Pierre Michaux, 1861
Why did the invention of the bicycle take so long? For 5000
years, wheels had been used in various combinations, including two side by
side. But no one had put two wheels in one line and sat between them until the
Frenchman de Sivrac around 1690. Yet it did not take off. For one thing, de
Sivrac could not steer his machine.
History of Bicycles:
Around 1816 the German inventor Karl Drais marketed his’ running
machine’ or ‘Draisine’ often dubbed a ‘hobbyhorse’. Steerable, it had no pedals;
the rider had to propel the machine by kicking the ground on either side. It was
not a comfortable ride; the wooden wheels had iron rims.
In 1839 the Scotsman Kirkpatrick Macmillan connected the back
wheel to pedals with crank, and a rider could easily move faster than they
could walk. But the bicycle boom did not come until the French carriage maker
Pierre Michaux, asked to repair a Draisine, proposed a pair of pedals fixed to
the front wheel, producing the ‘velocipede’. That was 1861.
The machine moved forward by only the circumference of the front
wheel at every turn of the pedals, so manufacturers mad the front wheel larger
and larger, producing the ‘Penny-farthing’. With a very large wheel, the rider
perched on top and a small trailing wheel for balance, these were easy to ride,
but tumbles were common. Thomas Stevens rode such a bicycle across the USA.
The propulsion breakthrough also came in the 1880s, with the
first ‘bicycle chain’ with metal links to drive the back wheel from pedals.
Different sized gearwheels had the back wheel running faster than the pedals; a
‘freewheeling’ mechanism let the rider stop peddling without stopping moving.
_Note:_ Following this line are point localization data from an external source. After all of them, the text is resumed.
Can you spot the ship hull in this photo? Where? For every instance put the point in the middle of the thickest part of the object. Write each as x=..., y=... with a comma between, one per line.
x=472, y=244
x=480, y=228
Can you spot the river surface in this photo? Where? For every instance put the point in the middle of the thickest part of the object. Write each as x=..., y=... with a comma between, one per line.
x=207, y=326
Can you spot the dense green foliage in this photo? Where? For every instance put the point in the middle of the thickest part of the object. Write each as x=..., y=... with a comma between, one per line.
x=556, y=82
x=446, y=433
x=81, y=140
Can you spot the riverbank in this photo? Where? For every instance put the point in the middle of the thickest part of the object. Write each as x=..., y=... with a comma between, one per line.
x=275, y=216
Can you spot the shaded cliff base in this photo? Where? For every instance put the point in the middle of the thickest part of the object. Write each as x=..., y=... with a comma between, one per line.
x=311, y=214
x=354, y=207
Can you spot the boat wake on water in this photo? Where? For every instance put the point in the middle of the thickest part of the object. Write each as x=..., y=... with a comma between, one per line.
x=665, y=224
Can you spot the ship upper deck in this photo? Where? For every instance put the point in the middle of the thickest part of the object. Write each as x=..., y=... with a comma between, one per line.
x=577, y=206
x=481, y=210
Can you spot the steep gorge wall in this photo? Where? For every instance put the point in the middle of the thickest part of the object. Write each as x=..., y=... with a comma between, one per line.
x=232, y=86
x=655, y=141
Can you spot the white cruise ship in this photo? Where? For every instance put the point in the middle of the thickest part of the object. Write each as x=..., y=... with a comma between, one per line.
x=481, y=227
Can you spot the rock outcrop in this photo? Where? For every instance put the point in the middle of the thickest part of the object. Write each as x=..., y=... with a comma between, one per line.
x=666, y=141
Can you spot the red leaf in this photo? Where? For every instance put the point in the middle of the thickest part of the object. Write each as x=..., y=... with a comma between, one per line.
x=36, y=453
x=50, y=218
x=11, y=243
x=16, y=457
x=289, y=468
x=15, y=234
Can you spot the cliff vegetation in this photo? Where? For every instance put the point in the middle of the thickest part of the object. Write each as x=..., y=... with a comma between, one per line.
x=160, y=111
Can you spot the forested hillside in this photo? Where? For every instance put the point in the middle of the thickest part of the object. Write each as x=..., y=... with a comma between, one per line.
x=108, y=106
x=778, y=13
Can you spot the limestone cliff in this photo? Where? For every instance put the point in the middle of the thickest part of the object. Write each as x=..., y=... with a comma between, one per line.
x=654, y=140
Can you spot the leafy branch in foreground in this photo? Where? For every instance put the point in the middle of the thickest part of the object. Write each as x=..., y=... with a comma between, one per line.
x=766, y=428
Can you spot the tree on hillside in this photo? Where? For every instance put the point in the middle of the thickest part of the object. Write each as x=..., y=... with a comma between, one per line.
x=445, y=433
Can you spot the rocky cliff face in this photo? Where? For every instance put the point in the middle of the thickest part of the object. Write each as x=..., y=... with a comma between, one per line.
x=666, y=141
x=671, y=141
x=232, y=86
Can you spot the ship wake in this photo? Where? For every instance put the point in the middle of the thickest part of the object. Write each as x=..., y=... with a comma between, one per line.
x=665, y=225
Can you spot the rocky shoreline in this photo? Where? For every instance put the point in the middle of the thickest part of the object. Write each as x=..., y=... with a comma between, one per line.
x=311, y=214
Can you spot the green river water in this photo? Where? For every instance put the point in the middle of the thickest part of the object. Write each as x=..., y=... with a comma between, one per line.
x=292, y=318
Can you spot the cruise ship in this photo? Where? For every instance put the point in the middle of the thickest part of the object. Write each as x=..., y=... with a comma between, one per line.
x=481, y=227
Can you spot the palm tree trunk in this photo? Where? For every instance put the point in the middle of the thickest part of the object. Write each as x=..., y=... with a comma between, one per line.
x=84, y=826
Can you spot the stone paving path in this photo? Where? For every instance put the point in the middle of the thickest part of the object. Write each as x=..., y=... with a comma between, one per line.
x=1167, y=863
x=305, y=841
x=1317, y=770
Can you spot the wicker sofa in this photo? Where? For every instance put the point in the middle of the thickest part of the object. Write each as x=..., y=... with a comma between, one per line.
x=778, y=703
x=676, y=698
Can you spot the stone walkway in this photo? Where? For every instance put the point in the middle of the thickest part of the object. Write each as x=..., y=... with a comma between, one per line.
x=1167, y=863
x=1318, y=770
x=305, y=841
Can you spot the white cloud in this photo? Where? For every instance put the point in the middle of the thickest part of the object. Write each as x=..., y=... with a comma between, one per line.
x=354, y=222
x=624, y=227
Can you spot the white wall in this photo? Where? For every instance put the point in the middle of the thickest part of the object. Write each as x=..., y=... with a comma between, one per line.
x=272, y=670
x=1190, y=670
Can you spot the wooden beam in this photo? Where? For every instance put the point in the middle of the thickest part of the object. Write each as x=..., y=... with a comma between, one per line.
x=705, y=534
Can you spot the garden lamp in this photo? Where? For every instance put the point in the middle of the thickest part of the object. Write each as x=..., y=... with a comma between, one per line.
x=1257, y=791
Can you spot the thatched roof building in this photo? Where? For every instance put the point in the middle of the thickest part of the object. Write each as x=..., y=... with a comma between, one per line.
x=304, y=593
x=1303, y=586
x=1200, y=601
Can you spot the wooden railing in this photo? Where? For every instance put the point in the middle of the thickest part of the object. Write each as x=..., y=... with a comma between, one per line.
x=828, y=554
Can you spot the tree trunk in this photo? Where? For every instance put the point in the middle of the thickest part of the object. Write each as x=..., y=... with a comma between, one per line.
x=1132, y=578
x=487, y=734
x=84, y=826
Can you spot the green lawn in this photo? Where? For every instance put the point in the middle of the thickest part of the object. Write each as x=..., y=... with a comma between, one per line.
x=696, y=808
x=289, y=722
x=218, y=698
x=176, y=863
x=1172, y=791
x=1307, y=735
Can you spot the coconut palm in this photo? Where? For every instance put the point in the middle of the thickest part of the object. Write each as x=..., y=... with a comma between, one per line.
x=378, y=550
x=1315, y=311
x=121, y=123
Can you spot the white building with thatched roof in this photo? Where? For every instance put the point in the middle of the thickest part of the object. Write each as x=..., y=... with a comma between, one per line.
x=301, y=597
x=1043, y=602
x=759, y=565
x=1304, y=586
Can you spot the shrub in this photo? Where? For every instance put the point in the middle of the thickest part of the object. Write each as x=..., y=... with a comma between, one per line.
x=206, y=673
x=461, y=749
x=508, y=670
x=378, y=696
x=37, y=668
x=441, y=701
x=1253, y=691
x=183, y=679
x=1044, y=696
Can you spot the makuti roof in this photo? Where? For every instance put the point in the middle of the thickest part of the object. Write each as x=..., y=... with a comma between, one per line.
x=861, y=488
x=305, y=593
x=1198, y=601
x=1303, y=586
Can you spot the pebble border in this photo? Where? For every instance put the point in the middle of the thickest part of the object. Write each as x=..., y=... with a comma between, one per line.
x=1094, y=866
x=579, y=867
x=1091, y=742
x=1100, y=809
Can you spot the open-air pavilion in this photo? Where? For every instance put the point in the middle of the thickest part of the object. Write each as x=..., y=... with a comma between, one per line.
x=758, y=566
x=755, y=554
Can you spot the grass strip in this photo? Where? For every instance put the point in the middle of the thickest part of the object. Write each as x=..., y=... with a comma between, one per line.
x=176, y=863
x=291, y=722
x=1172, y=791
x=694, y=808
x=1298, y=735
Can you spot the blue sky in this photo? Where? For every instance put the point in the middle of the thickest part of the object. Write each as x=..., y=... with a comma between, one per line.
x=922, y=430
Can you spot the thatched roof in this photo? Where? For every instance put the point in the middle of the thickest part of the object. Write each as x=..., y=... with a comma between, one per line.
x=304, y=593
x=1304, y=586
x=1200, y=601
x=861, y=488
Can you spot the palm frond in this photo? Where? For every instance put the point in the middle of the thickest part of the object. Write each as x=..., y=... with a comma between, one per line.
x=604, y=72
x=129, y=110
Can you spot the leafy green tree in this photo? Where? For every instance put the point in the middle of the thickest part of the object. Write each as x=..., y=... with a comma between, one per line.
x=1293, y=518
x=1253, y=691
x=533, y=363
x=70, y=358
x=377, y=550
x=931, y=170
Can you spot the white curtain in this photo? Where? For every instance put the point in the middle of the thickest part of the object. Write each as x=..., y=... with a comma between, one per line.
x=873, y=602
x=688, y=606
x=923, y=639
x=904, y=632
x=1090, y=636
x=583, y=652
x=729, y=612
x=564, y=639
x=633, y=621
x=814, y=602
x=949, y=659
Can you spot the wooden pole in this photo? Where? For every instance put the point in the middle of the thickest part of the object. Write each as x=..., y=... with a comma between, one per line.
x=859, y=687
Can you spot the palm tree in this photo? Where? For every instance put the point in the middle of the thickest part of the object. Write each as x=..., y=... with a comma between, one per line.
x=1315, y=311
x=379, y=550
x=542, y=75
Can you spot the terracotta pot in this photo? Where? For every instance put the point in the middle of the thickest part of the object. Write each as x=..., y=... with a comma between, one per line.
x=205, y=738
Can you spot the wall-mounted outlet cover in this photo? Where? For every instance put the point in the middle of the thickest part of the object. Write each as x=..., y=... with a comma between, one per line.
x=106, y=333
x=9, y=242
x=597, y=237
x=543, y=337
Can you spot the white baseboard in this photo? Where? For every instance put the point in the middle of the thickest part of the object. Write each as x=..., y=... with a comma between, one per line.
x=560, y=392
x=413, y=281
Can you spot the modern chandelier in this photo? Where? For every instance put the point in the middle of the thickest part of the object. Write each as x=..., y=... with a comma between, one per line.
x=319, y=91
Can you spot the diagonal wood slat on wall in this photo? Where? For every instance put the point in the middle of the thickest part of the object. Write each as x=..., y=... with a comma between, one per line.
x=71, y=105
With the addition of inflatable rubber tyres in 1888, ball
bearings to reduce friction in the works and many experiments with the form of
the steel tubes- bicycles such as John Stanley’s Rover gained the form we see
today, and unprecedented popularity. People now had the speed and freedom of
movement they once had riding horses, till bicycles were overtaken, by the next
big thing in personal transport, the automobile.